The club's necessity finally motivated local industrialist Willy Sachs to the donation of a football stadium to the City of Schweinfurt, where the patron designated a privileged right of use for FC Schweinfurt 05. The new Willy-Sachs-Stadion, built by German architect Paul Bonatz, was opened on 23 July 1936 in the presence of leading politicians of the Third Reich. The stadium saw its first game three days later with a 2–2 draw between Schweinfurt 05 and 1935 German champion FC Schalke 04. Attendance record was 22,500 at a friendly between Schweinfurt 05 and 1. FC Kaiserslautern in 1954.

Today, the stadium has a capacity of 14,718, where the grandstand hosts 860 covered seats. Besides the football field, the stadium offers track and field facilities, and is equipped with a classical Marathon gate. Premises at the stadium include changing rooms for players, coaches, and referees. Speaker cabins and a press area are available in the grandstand.

The stadium has been renovated and equipped with floodlights in 2001 in order to meet the requirements for 2. Bundesliga. In addition, an electronic scoreboard was contributed by Schweinfurt's large industry. Wavebreakers have been installed on the standing rooms in 2014 to safeguard the stadium's full capacity. In 2022, the old scoreboard was replaced by a new LED video display board.
To pass the DFB's criteria for FC Schweinfurt 05's 2025–26 3. Liga season, the City of Schweinfurt and the club financed an under-soil heating system for the pitch, new LED floodlights, and a temporary expansion of seating capacity to a total of 2,000 seats.

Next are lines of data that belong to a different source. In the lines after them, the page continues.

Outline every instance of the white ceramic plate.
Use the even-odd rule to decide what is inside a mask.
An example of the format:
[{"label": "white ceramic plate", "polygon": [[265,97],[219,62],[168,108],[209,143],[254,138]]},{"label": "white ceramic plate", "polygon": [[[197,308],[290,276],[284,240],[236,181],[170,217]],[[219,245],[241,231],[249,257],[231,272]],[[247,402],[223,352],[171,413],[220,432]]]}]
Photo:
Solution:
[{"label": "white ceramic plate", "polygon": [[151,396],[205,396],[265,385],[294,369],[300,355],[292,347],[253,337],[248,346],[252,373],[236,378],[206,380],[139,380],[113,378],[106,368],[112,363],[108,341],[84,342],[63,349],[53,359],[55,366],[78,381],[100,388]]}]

The stadium is listed as historic monument and is thus subject to preservation orders.
As a consequence of Willy Sachs' Nazi affiliation, in June 2021 the Schweinfurt city council decided to rename the sports venue into Sachs-Stadion, in recognition of the value of the former Fichtel & Sachs company for the development of Schweinfurt.
In the 2025–26 3. Liga season, Schweinfurt's venue was renamed to Riedel Bau Arena im Sachs-Stadion for sponsorship reasons.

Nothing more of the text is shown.